Microsoft’s commercials pitting the MacBook Air against the Surface Pro 3 infuriate me at the point when Microsoft starts (or implies) that the Surface Pro 3 is also a tablet.
A tablet is a computer, yes; but it’s a content consumption device that can be used to play games, play music, watch video and take pictures. Yes…the Surface Pro can do all of these things, but Android and Apple based tablets do all of that with an OS that caters to that functionality. Windows simply does and cannot.
Windows is all about computing and productivity, not about mobile gaming or content (music and video) consumption. This is a huge problem for Microsoft in a world that is all about tablets. Windows is still too heavy. Its slow, power hungry and totally decentralized when it comes to content. There are too many ways to play games, play audio, play video on the device. There are too many ways to obtain content and no simplified way to manage it on the device.
Because its more computer than tablet, its also not well utilized without its physical keyboard. While touch enabled, the UI (still) isn’t touch friendly; and the UI Microsoft tried to introduce to satisfy this need(MetroUI or ModernUI) was totally rejected by the public.
Microsoft still hasn’t cracked this nut. They still don’t have a tablet, a mobile OS OR a content delivery and management solution. If Microsoft wants to take a piece of this market away from Apple or Android, they will need to figure it out. Their time is almost up.
The Surface Pro is a good if not GREAT ultrabook. Unfortunately, Microsoft isn’t doing itself any kind of favors by trying to convince everyone else – as well as themselves – that the Surface Pro is a tablet. Just like the Slate based TabletPC, if they don’t get this right, they’re gonna screw it up.

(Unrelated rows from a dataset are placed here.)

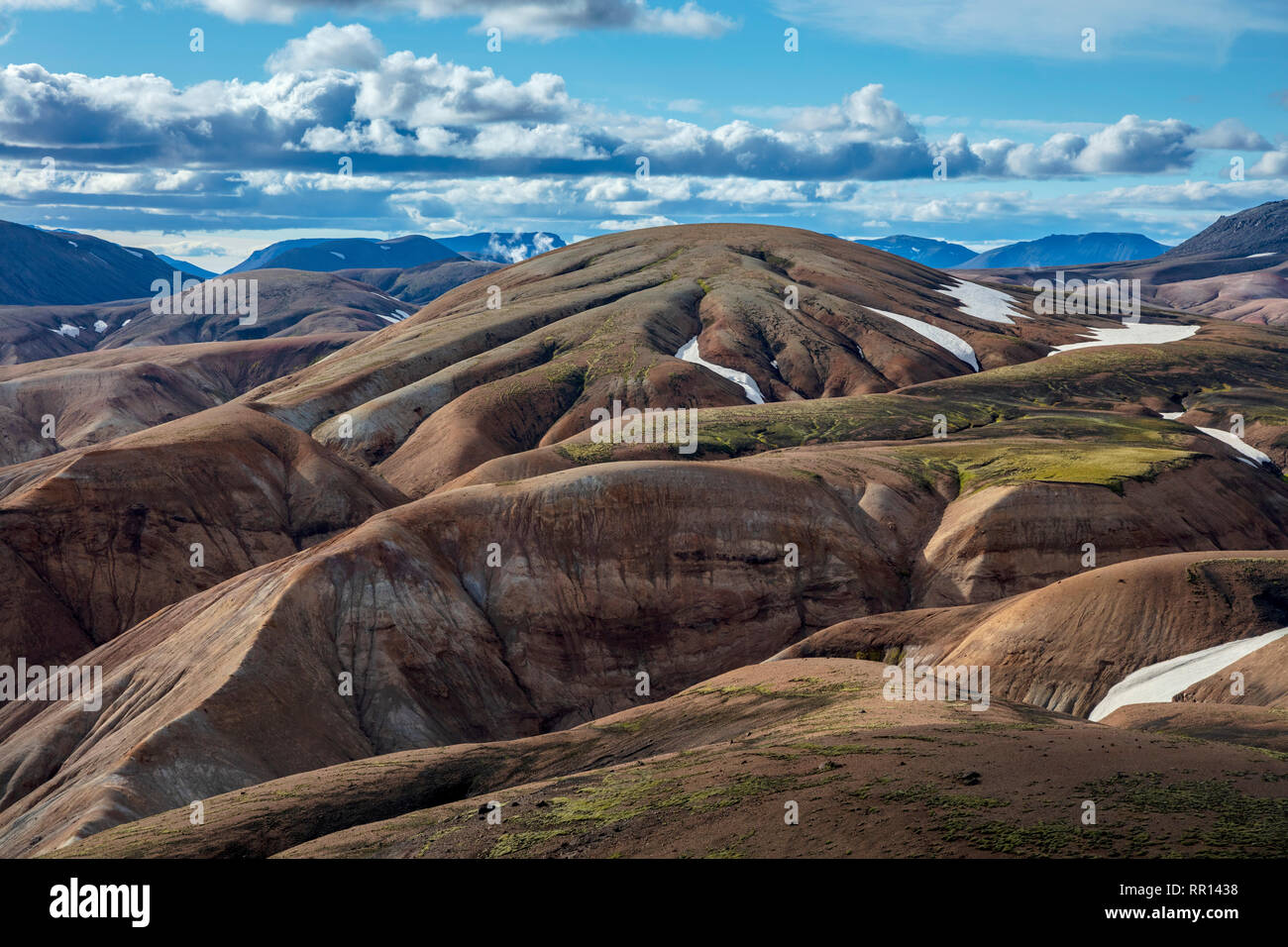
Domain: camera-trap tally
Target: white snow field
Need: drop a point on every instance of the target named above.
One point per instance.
(984, 303)
(690, 354)
(1159, 684)
(940, 337)
(1132, 334)
(1247, 450)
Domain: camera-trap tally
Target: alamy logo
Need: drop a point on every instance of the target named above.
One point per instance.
(652, 425)
(210, 298)
(73, 899)
(53, 684)
(912, 682)
(1087, 298)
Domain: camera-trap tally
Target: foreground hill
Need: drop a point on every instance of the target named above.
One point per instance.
(713, 770)
(65, 268)
(638, 318)
(97, 395)
(416, 543)
(288, 303)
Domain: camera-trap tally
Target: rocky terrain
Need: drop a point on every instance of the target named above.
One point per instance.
(428, 582)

Microsoft still has a lot of work to do. They need to figure out a mobile interface that works on a device with a display larger than 4.7 inches. They need to figure out a method of delivering controlled content – apps, music video and books (and please…do everyone a favor and make it MS Reader compatible. I had a lot of books in that library…) – that allows them and their content providers to make money. They also need to figure out a way to manage that content on those devices. It used to be Windows Media Player, but it isn’t any more. That’s sort of evaporated and unfortunately, the Windows Store doesn’t handle media, only apps.
Until then, that commercial I mentioned when I started this whole thing… yeah, its just gonna continue to piss me off. Microsoft can’t have it both ways. The Surface Pro isn’t a hybrid of any kind. Its just a very portable ultrabook. Period.